Department of Pharmacology, University of Oxford, Oxford, UK.
University of Queensland, Brisbane, Australia.
Sci Rep. 2017 Jan 13;7:40687. doi: 10.1038/srep40687.
In the present study, channelrhodopsin 2 (ChR2) was specifically introduced into murine cells expressing the Phenylethanolamine n-methyltransferase (Pnmt) gene, which encodes for the enzyme responsible for conversion of noradrenaline to adrenaline. The new murine model enabled the identification of a distinctive class of Pnmt-expressing neuroendocrine cells and their descendants (i.e. Pnmt cell derived cells) within the heart. Here, we show that Pnmt cells predominantly localized to the left side of the adult heart. Remarkably, many of the Pnmt cells in the left atrium and ventricle appeared to be working cardiomyocytes based on their morphological appearance and functional properties. These Pnmt cell derived cardiomyocytes (PdCMs) are similar to conventional myocytes in morphological, electrical and contractile properties. By stimulating PdCMs selectively with blue light, we were able to control cardiac rhythm in the whole heart, isolated tissue preparations and single cardiomyocytes. Our new murine model effectively demonstrates functional dissection of cardiomyocyte subpopulations using optogenetics, and opens new frontiers of exploration into their physiological roles in normal heart function as well as their potential application for selective cardiac repair and regeneration strategies.

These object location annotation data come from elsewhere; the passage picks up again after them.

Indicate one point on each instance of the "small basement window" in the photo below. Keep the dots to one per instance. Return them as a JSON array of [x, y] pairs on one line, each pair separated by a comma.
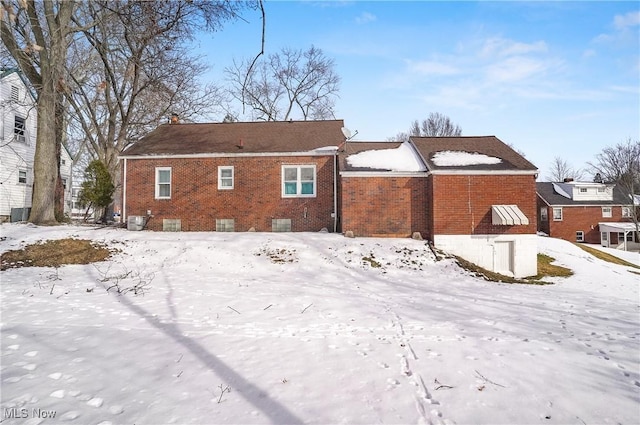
[[281, 225], [225, 225], [171, 225]]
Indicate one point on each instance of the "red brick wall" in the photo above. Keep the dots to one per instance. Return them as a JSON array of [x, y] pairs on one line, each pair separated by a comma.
[[254, 201], [384, 206], [462, 203], [581, 218]]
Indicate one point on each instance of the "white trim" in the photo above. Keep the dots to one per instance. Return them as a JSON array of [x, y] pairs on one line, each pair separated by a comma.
[[220, 178], [485, 172], [157, 183], [226, 155], [299, 181], [347, 174]]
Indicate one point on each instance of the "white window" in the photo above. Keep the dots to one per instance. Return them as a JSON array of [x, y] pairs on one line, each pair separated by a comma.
[[225, 224], [18, 129], [298, 181], [225, 178], [543, 214], [22, 176], [281, 225], [163, 183], [557, 214]]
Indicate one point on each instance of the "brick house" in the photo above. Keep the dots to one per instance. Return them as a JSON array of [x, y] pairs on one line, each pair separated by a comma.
[[262, 176], [472, 196], [597, 213]]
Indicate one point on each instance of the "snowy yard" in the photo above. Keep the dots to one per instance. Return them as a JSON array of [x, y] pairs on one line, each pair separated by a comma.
[[255, 328]]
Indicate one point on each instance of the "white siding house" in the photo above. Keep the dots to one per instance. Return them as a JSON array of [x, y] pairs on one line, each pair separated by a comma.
[[18, 129]]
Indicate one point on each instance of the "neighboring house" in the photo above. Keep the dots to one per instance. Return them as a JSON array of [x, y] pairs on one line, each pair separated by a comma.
[[18, 129], [472, 196], [262, 176], [597, 213]]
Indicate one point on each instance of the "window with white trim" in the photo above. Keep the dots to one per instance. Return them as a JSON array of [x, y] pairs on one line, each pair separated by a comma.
[[543, 214], [225, 177], [557, 214], [298, 181], [163, 183], [22, 176], [18, 129]]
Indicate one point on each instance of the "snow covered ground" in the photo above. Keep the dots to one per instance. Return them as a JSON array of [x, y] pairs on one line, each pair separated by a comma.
[[258, 328]]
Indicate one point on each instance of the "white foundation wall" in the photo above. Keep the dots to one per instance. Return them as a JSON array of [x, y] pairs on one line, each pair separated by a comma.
[[510, 255]]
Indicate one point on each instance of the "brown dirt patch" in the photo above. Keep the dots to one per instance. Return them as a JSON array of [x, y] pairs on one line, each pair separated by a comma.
[[55, 253]]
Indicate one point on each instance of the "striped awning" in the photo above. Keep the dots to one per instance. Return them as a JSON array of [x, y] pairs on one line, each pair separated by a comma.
[[508, 215]]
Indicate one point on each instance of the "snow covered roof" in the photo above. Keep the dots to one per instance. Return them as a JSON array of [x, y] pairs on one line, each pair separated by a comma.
[[402, 158], [477, 153]]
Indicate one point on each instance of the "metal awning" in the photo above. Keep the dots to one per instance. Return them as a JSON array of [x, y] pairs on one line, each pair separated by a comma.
[[613, 227], [508, 215]]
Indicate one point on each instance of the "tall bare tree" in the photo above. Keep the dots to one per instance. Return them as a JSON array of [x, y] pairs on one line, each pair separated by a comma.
[[133, 68], [620, 164], [290, 83], [36, 35], [560, 170]]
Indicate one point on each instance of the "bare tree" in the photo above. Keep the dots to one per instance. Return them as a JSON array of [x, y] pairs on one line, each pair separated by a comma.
[[435, 125], [36, 35], [287, 82], [620, 164], [560, 170], [133, 69]]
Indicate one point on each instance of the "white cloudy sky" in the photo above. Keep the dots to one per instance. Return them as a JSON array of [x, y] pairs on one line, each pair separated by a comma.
[[550, 78]]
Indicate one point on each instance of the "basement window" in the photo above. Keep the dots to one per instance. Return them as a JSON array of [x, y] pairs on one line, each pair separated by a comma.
[[225, 225], [281, 225]]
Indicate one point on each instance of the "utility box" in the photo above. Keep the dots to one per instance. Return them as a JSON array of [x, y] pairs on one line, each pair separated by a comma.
[[135, 222]]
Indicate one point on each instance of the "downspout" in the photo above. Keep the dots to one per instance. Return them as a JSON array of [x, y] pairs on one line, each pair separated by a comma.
[[124, 190], [335, 191]]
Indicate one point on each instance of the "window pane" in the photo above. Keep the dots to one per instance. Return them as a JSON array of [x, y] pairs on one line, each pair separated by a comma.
[[291, 174], [290, 188], [164, 190], [164, 176], [307, 188], [307, 174]]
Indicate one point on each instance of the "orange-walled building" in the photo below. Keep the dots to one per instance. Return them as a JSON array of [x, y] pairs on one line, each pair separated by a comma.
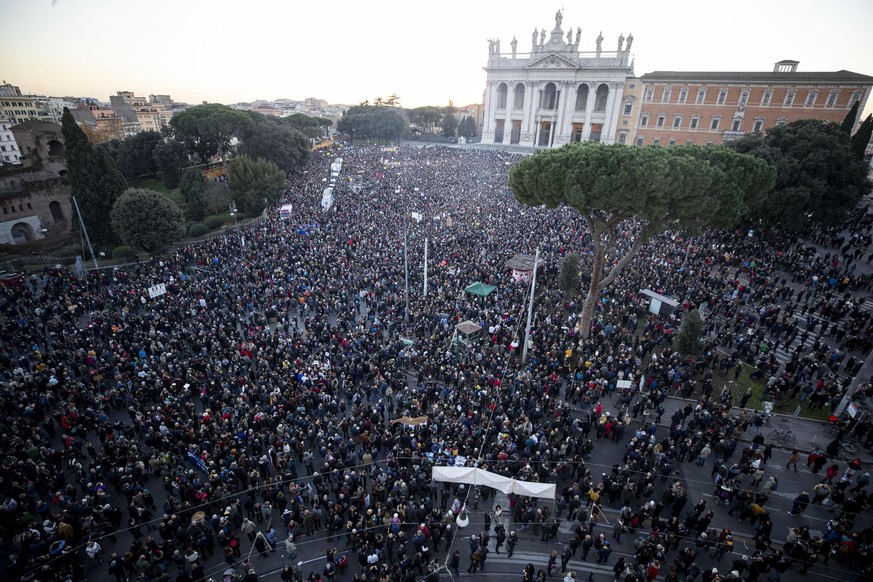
[[714, 107]]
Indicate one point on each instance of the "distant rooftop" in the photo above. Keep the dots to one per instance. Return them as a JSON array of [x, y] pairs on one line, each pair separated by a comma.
[[842, 76]]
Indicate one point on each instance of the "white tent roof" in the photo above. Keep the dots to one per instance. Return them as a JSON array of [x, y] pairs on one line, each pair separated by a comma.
[[472, 476]]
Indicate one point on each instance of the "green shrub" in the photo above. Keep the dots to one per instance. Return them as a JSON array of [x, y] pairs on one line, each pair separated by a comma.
[[123, 252], [197, 229]]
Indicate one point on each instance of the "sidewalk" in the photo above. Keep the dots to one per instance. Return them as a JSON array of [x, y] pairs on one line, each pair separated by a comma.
[[810, 433]]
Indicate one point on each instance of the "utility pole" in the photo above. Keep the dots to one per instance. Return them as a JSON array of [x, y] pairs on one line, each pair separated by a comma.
[[85, 231], [862, 377], [406, 267], [533, 288], [424, 294]]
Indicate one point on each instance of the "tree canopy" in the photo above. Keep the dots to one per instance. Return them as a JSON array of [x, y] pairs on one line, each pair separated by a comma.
[[134, 156], [273, 140], [818, 176], [206, 129], [628, 194], [94, 179], [568, 276], [689, 338], [193, 187], [146, 220], [171, 158], [254, 181], [424, 117], [372, 122]]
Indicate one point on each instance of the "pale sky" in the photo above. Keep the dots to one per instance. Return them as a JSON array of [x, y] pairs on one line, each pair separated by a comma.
[[346, 51]]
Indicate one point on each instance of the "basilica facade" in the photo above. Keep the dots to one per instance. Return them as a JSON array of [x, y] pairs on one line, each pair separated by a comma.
[[556, 93]]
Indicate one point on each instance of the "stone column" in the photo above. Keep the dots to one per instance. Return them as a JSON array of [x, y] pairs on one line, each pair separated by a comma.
[[565, 113], [609, 125], [488, 124], [527, 115], [589, 109]]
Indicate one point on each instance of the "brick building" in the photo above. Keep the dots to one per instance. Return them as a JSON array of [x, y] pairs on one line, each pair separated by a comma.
[[713, 107], [34, 201]]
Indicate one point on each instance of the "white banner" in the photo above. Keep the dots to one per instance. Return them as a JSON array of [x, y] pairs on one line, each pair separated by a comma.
[[507, 485], [157, 290]]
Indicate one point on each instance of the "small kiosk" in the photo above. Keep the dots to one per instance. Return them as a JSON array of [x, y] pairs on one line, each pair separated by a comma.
[[659, 304]]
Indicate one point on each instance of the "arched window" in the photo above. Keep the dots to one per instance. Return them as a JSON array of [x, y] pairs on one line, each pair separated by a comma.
[[501, 96], [56, 210], [581, 97], [714, 123], [549, 99], [600, 98], [518, 96]]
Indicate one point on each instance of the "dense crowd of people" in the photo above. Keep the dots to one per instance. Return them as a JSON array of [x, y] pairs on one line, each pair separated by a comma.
[[258, 395]]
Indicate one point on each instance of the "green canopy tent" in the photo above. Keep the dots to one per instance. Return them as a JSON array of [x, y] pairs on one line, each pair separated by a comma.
[[480, 289]]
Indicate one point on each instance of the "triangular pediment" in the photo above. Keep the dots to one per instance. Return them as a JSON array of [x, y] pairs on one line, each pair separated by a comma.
[[553, 61]]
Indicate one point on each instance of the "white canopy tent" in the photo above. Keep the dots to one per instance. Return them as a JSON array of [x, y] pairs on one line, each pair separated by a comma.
[[473, 476]]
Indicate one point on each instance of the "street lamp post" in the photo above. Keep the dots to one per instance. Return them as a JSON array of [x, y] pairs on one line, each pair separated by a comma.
[[233, 213]]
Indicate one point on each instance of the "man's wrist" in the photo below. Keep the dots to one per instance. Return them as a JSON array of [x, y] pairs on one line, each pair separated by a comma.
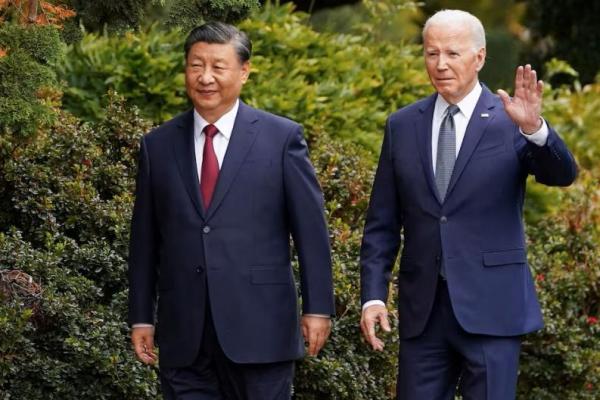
[[373, 303], [317, 315], [530, 130]]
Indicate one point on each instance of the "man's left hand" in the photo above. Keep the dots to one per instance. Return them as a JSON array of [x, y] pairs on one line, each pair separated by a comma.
[[525, 107], [316, 330]]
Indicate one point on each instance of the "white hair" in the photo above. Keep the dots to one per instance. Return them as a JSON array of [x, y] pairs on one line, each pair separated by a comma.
[[459, 18]]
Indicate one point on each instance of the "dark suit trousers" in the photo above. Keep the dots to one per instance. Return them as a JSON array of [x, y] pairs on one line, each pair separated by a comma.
[[213, 376], [446, 357]]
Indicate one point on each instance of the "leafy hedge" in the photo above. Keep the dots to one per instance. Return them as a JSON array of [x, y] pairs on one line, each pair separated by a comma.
[[66, 202]]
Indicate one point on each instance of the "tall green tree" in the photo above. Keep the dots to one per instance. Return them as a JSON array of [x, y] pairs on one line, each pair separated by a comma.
[[568, 30]]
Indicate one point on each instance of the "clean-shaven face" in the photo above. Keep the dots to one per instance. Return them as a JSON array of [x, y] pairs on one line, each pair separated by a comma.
[[452, 61], [214, 77]]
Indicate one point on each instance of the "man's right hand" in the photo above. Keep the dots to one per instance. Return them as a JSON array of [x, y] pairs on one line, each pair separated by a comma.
[[371, 316], [143, 344]]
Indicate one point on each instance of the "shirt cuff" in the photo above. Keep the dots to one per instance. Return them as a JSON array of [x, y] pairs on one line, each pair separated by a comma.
[[317, 315], [142, 326], [373, 303], [540, 137]]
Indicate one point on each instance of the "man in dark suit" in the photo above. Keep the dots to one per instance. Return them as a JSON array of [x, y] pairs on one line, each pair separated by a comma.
[[220, 190], [451, 179]]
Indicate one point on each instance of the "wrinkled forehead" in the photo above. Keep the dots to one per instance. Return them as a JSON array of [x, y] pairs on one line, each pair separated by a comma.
[[448, 34]]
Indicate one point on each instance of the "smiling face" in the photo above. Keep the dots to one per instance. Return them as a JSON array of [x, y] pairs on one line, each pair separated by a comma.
[[214, 77], [451, 60]]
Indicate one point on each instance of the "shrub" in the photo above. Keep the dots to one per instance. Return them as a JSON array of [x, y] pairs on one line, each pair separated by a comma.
[[146, 68]]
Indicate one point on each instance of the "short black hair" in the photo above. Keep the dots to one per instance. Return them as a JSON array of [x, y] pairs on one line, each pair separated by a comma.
[[221, 33]]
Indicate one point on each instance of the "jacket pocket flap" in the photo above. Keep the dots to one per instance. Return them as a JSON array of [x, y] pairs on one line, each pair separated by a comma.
[[270, 276], [516, 256]]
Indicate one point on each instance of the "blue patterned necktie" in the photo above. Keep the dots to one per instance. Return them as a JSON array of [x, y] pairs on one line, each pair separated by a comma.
[[446, 154]]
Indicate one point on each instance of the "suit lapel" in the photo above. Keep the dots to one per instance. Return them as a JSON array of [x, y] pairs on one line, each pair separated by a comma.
[[475, 130], [423, 129], [242, 138], [186, 159]]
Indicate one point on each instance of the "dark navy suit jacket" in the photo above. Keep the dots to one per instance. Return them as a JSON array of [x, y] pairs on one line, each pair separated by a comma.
[[477, 231], [236, 254]]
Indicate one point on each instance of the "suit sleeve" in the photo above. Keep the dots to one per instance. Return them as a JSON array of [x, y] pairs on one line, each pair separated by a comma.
[[142, 247], [381, 237], [551, 164], [305, 209]]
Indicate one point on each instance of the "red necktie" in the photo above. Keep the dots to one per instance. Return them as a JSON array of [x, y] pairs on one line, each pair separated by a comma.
[[210, 165]]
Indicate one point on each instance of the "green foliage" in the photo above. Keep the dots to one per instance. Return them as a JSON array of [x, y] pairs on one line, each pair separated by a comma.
[[316, 78], [27, 81], [146, 68], [566, 29], [347, 368], [563, 360], [68, 199], [115, 15], [327, 80], [188, 14], [40, 42]]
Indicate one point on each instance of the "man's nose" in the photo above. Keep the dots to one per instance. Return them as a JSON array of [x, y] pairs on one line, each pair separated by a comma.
[[441, 64], [206, 77]]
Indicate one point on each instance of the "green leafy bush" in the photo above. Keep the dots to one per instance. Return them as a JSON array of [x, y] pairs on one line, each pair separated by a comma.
[[27, 80], [146, 68]]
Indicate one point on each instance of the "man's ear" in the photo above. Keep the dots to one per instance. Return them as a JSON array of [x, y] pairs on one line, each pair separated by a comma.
[[480, 59], [245, 71]]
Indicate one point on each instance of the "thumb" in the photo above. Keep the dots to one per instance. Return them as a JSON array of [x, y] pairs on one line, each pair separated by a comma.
[[504, 97], [385, 323]]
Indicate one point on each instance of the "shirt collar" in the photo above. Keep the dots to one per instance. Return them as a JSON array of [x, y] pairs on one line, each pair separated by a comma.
[[223, 124], [466, 105]]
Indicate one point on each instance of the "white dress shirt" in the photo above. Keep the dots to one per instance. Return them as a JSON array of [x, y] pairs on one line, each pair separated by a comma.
[[221, 139], [461, 120]]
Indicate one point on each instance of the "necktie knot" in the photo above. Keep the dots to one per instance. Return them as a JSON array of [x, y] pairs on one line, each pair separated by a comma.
[[210, 130], [452, 110]]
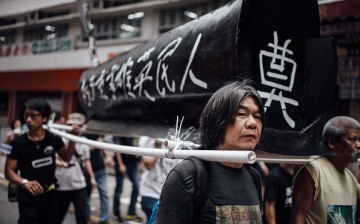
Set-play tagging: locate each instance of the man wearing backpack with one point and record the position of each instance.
(233, 119)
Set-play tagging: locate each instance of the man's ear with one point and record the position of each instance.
(331, 144)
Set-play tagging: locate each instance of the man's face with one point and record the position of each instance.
(244, 134)
(33, 119)
(348, 144)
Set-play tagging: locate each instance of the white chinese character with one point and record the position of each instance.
(275, 75)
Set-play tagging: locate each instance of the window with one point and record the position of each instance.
(118, 27)
(5, 22)
(7, 37)
(172, 18)
(45, 32)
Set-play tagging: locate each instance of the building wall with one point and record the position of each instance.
(76, 55)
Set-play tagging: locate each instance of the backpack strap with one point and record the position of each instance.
(201, 188)
(257, 181)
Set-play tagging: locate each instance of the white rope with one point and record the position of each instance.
(176, 149)
(209, 155)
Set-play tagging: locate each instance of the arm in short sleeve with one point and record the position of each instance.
(176, 199)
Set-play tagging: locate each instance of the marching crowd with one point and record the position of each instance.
(52, 172)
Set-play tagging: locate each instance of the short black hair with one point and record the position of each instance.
(40, 105)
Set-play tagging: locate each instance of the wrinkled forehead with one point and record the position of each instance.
(31, 110)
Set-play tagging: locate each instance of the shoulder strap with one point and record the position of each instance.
(257, 181)
(201, 191)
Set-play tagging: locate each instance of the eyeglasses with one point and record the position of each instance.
(31, 115)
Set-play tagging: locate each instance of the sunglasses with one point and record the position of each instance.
(31, 115)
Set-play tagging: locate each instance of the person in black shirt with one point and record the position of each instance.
(231, 120)
(33, 153)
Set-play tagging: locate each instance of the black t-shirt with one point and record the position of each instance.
(233, 197)
(36, 160)
(279, 189)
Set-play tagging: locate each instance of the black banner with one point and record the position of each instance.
(275, 43)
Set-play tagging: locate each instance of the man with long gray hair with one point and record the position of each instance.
(233, 119)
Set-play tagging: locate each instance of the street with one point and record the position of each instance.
(9, 211)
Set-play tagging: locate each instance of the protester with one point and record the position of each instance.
(325, 191)
(34, 155)
(154, 175)
(232, 119)
(278, 194)
(99, 158)
(72, 177)
(126, 165)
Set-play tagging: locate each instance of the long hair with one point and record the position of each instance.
(40, 105)
(220, 112)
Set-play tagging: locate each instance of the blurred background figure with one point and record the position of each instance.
(16, 130)
(154, 175)
(99, 159)
(278, 194)
(74, 177)
(126, 165)
(60, 119)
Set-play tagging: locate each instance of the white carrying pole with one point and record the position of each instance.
(209, 155)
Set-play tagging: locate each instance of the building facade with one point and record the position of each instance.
(44, 49)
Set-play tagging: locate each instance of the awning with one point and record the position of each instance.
(341, 10)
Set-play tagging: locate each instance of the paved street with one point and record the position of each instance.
(9, 211)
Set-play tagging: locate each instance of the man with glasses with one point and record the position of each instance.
(33, 153)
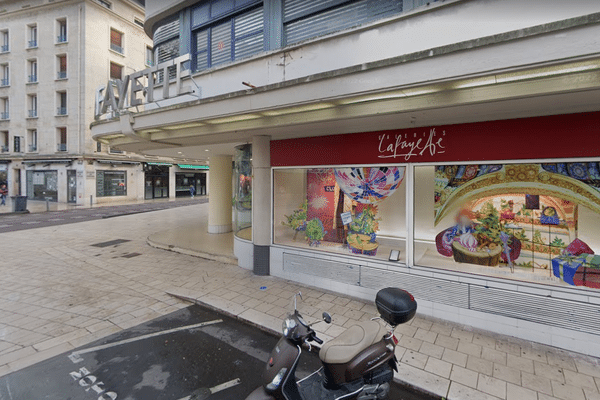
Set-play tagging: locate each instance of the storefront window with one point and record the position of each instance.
(242, 200)
(532, 222)
(111, 183)
(359, 210)
(42, 185)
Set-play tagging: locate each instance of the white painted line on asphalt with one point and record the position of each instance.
(75, 356)
(202, 393)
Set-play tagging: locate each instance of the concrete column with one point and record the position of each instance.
(261, 203)
(219, 203)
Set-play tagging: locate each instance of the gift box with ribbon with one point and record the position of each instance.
(565, 267)
(589, 273)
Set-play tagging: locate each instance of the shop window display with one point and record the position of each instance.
(532, 222)
(358, 210)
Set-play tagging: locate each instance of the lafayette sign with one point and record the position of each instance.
(139, 88)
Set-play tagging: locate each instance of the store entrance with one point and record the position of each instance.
(156, 182)
(187, 179)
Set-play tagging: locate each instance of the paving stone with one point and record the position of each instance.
(480, 365)
(455, 357)
(469, 348)
(515, 392)
(432, 350)
(414, 359)
(507, 374)
(438, 367)
(461, 392)
(567, 392)
(464, 376)
(491, 385)
(537, 383)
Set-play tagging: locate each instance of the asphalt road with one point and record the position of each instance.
(219, 359)
(16, 222)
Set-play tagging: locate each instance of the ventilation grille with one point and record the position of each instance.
(540, 309)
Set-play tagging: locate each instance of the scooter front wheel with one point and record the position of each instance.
(260, 394)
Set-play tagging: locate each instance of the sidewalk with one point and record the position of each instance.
(70, 288)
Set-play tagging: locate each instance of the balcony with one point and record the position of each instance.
(116, 48)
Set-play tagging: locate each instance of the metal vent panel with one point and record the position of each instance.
(436, 290)
(339, 272)
(539, 309)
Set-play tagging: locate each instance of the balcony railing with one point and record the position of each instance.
(116, 48)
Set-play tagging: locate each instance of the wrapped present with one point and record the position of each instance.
(577, 247)
(565, 267)
(589, 273)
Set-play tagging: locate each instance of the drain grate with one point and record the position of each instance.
(111, 243)
(131, 255)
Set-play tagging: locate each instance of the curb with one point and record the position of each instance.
(193, 253)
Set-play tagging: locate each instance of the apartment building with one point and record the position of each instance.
(53, 57)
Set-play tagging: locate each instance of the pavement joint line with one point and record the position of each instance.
(75, 356)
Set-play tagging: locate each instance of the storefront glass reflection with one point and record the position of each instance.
(242, 200)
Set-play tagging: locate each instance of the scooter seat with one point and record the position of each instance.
(348, 344)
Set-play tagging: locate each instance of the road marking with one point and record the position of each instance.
(75, 357)
(202, 393)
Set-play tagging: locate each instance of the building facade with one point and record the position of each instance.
(54, 56)
(448, 148)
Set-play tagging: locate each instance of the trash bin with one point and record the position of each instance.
(19, 203)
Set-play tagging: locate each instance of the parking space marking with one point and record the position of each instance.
(201, 394)
(75, 357)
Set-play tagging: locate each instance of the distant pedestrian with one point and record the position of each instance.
(3, 194)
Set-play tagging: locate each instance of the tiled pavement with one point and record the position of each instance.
(57, 291)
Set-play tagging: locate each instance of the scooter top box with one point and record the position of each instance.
(396, 306)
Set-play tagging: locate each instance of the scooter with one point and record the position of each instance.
(358, 364)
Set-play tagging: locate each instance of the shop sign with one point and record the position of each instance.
(557, 136)
(123, 93)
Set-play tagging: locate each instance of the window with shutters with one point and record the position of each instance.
(116, 71)
(225, 31)
(306, 19)
(116, 40)
(61, 61)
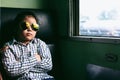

在本研究中,特定地将通道视紫红质 2(ChR2)引入表达苯乙醇胺 N-甲基转移酶(Pnmt)基因的鼠细胞中,该基因编码负责将去甲肾上腺素转化为肾上腺素的酶。这种新的鼠模型能够鉴定出心脏内独特的一类表达 Pnmt 的神经内分泌细胞及其后代(即 Pnmt 细胞衍生细胞)。在这里,我们表明 Pnmt 细胞主要定位于成年心脏的左侧。值得注意的是,左心房和心室中的许多 Pnmt 细胞似乎基于其形态外观和功能特性而成为工作心肌细胞。这些 Pnmt 细胞衍生的心肌细胞(PdCMs)在形态、电和收缩特性上与传统的心肌细胞相似。通过用蓝光选择性地刺激 PdCMs,我们能够控制整个心脏、分离的组织制剂和单个心肌细胞的心律。我们的新鼠模型有效地展示了使用光遗传学对心肌细胞亚群的功能剖析,并为探索它们在正常心脏功能中的生理作用以及它们在选择性心脏修复和再生策略中的潜在应用开辟了新的前沿。